Late Friday evening, November 30, the National Bureau of Statistics reported the China Purchasing Managers’ Index (PMI) (Figure 1.1) for November at 50.6. That figure is better than last month’s 50.2, although slightly below the consensus estimate of 50.8. November’s 50.6 print is the highest reading since the 53.3 reported on April 30 for April’s activity. The internals of the Index have both favorable and unfavorable components.
• New Orders rose from 50.4 to 51.2
• New Export Orders rose back above 50 for the first time in six months, to 50.2, higher than October’s 49.3
• Imports remained below 50 at 48.5, up slightly from last month’s 48.4
• Employment fell from 49.2 to 48.7 in November
• Input Prices fell from 54.3 to 50.1 in November
The near-term impact from the report is somewhat muted.
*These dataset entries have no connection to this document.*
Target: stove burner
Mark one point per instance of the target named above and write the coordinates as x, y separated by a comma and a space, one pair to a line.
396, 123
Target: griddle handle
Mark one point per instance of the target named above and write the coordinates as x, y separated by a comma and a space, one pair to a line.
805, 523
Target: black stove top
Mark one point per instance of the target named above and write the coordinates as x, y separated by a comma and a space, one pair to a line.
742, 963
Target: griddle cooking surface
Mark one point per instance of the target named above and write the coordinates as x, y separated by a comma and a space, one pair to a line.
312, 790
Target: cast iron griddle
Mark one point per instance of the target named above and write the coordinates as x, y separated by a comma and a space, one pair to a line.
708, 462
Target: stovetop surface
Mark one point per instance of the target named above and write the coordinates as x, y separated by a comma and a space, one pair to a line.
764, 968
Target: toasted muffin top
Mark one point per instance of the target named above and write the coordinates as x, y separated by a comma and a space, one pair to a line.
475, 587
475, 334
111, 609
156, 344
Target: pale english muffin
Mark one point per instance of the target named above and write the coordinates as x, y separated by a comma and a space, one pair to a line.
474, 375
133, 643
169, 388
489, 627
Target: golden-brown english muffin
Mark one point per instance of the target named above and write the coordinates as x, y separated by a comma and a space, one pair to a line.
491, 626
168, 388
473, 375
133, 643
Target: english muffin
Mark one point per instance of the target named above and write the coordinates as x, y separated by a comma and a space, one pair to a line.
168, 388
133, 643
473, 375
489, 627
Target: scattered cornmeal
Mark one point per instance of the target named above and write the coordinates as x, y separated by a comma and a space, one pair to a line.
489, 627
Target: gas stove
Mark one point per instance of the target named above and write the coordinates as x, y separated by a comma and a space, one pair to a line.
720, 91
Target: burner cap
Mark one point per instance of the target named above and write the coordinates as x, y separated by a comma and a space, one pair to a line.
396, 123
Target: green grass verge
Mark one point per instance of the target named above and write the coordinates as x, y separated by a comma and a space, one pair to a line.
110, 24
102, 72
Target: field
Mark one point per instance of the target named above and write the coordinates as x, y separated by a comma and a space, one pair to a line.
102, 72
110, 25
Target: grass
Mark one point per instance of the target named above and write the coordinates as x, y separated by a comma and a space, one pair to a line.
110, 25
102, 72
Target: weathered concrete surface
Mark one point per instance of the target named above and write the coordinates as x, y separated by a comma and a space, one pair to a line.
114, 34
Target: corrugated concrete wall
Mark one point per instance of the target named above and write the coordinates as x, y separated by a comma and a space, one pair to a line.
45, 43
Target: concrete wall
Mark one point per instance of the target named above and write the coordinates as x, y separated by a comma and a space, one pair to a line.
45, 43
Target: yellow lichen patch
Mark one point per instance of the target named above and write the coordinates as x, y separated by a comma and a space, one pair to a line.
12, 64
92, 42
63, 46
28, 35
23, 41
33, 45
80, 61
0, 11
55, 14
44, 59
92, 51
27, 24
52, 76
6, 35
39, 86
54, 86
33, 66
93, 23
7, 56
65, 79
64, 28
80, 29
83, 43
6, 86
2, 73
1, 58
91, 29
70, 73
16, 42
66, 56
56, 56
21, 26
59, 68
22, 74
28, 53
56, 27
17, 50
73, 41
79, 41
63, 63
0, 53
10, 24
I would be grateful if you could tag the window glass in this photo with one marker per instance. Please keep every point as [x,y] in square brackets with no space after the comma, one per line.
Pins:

I do not expect an interest rate cut before year’s end. However, as Xi Jinping’s administration has now assumed leadership control, a token reserve requirement ratio (RRR) cut could be offered. Either way, investors should continue to view China’s monetary and fiscal policies as highly accommodative. I expect the trough for China growth (Figure 1.2) was established with Q3’s 7.4% reading. Q4 should gravitate back toward 7.7%.
Most important to investors is the continued strength of the Chinese yuan, (Figure 1.3) which traded 6.2105 on Friday, its highest level since 1994. A strong currency and a burgeoning surplus are not signs of impending doom. In fact, I expect the clock has run out on the China “hard landing” crowd and that a reacceleration in growth is imminent.